How to prove $H$ is abelian, I don't know.
I'm aware that I haven't used the hypothesis that $x^3y^3=y^3x^3$ for every $x$ and $y$ in $G$.
Please help 🙂
Best Answer
We begin by noting that the hypothesis $x^3 y^3 = y^3 x^3$ can actually be strengthened to $$(x^3 y^3)^n = (x^3)^n (y^3)^n \text{ for all } x,y \in G \text{ and } n \in \mathbb{N}. \tag{$\star$} $$ The stronger version can be proved by induction. Perhaps it is worth commenting on the inductive step.
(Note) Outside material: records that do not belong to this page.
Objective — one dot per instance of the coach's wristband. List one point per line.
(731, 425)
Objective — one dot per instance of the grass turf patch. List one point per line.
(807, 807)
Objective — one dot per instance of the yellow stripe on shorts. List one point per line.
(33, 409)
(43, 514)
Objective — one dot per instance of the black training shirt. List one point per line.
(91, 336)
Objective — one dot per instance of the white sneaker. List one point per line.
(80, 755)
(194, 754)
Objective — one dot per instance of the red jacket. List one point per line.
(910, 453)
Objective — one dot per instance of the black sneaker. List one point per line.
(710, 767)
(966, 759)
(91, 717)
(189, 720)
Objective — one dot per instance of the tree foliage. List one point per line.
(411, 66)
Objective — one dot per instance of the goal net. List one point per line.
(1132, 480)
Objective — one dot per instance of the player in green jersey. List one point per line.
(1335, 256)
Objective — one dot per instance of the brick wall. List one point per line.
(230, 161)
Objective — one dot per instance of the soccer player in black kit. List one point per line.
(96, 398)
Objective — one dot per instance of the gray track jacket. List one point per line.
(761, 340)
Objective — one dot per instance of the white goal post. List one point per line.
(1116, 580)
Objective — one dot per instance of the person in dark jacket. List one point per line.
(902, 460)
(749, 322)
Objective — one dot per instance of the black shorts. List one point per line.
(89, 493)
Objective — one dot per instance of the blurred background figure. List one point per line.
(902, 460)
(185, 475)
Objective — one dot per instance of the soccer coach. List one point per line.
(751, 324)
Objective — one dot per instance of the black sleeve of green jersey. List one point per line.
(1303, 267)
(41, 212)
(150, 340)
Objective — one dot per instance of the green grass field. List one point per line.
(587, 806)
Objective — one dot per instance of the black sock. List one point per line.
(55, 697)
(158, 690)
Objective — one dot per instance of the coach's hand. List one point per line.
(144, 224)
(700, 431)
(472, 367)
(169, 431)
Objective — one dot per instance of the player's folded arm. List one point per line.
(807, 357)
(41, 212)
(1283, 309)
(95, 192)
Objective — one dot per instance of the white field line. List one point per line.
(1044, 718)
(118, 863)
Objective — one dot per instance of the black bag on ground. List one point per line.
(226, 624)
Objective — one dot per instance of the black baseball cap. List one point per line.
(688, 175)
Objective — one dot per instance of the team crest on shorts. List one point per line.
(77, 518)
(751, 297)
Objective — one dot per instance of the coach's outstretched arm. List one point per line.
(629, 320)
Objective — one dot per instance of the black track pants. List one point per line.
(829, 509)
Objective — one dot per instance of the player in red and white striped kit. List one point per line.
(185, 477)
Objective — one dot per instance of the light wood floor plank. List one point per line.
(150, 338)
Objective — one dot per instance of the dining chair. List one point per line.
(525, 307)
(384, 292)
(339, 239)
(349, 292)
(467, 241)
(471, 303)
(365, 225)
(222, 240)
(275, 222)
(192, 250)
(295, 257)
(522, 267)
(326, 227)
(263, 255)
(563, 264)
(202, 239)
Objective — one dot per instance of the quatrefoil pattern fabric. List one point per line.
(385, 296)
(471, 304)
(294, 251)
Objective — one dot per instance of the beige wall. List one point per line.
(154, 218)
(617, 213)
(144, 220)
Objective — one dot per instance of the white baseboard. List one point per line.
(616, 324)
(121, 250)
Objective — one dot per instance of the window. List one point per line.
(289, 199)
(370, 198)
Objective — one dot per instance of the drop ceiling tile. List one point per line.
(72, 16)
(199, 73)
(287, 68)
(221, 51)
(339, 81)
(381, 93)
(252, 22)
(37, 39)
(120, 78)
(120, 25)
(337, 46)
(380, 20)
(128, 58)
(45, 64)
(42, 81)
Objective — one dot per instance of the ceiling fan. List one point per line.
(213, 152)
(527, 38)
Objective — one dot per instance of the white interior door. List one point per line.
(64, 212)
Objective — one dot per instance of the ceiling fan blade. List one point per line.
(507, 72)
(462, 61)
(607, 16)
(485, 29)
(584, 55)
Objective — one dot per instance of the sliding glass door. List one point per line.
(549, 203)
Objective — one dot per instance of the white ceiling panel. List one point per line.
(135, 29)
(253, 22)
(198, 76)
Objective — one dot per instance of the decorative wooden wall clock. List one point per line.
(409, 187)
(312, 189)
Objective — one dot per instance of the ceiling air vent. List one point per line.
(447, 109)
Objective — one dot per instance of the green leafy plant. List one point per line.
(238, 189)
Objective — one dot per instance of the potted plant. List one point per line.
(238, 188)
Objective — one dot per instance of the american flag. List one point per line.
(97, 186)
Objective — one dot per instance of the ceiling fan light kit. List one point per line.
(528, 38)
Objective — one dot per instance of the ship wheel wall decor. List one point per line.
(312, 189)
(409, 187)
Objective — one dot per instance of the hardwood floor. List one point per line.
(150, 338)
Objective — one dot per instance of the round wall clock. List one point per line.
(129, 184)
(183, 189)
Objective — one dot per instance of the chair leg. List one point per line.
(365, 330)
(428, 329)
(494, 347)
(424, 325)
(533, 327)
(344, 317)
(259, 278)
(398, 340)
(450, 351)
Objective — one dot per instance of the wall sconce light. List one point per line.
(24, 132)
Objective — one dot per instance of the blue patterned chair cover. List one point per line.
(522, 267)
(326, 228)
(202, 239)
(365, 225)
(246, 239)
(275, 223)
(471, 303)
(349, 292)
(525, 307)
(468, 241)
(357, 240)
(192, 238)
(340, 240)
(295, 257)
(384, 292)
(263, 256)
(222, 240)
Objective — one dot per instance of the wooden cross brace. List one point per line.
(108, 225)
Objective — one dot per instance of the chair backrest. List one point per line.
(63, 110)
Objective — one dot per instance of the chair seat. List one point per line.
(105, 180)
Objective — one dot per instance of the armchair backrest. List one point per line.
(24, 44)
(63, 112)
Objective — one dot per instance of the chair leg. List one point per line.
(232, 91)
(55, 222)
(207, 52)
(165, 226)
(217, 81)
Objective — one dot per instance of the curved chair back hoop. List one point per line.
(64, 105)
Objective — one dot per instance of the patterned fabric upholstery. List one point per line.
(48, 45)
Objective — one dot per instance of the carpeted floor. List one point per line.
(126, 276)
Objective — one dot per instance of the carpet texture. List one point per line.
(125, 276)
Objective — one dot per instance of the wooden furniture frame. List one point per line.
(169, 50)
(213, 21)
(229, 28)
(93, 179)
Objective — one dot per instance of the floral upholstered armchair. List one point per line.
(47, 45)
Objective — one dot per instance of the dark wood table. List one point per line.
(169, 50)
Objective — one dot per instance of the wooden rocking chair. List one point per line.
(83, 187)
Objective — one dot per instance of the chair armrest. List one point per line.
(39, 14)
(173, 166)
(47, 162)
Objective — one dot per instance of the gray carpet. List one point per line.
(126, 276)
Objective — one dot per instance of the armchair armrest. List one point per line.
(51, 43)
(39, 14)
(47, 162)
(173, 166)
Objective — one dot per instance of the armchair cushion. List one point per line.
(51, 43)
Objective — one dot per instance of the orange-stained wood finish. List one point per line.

If we assume that $(x^3 y^3)^{n-1} = (x^3)^{n-1} (y^3)^{n-1}$, then we write $$(x^3 y^3)^n = (x^3 y^3)^{n-1} (x^3 y^3)$$ and we repeatedly use the given hypothesis to move the last factor of $x^3$ across each of the $n-1$ interior copies of $y^3$ to give $$ \begin{split} (x^3 y^3)^n &= x^{3(n-1)} y^{3(n-2)} (y^3x^3) y^3 = x^{3(n-1)} y^{3(n-2)} (x^3 y^3) y^3 \\ &= x^{3(n-1)} y^{3(n-3)} (y^3 x^3) y^6 = \dots = x^{3n} y^{3n}. \end{split}$$
In order to apply the hypothesis $x^3y^3 = y^3 x^3$ as well as the stronger analogue, we use the following lemma.
Lemma 1: If $\text{gcd}(|h|, 3) = 1$, then $h = g^3$ for some $g \in G$.
Proof: If $\text{gcd}(|h|, 3) = 1$, then there exist $k, \ell \in \mathbb{Z}$ so that $1 = k|h| + 3 \ell$. It follows that we have $$ \begin{split} h = h^1 = h^{k|h|} \cdot h^{3 \ell} = \left(h^{\ell}\right)^3. & \\ & \square \end{split} $$
Having proved the lemma, one can prove that $H$ is closed under multiplication as follows: let $h_1, h_2 \in H$. Then there are $g_1, g_2 \in G$ so that $h_1 = g_1^3$ and $h_2 = g_2^3$. To prove that $h_1 h_2 \in H$, we must show that $\text{gcd}(|h_1 h_2|,3) = 1$. For this, it suffices to show that $(h_1 h_2)^{|h_1| |h_2|} = 1$ because this will mean that $|h_1 h_2|$ divides the product of $|h_1|$ and $|h_2|$. To show that $(h_1 h_2)^{|h_1| |h_2|} = 1$, we use $(\star)$ to give $$ (h_1 h_2)^{|h_1| |h_2|} = (g_1^3 g_2^3)^{|h_1| |h_2|} = (g_1^3)^{|h_1| |h_2|} (g_2^3)^{|h_1| |h_2|} = h_1^{|h_1| |h_2|} h_2^{|h_1| |h_2|} = 1. $$ This concludes our proof that $H$ is closed under multiplication.
Having proved that $H$ is a subgroup, it is immediate that $H$ is abelian, because every element of $H$ is a cube in $G$, and we are given that cubes commute in $G$.
Edit: I forgot to address what happens if we replace $3$ by an arbitrary $n \in \mathbb{N}$. If we replace $3$ by $n$, then the argument still works: we can still see that any $h \in G$ so that $(|h|, n) = 1$ must be a perfect $n$th power. Using this, we can still show that if $h_1, h_2$ have $(|h_1|, n) = 1 = (|h_2|, n)$, then the order of $h_1 h_2$ divides the product of their orders, which means it is also coprime to $n$.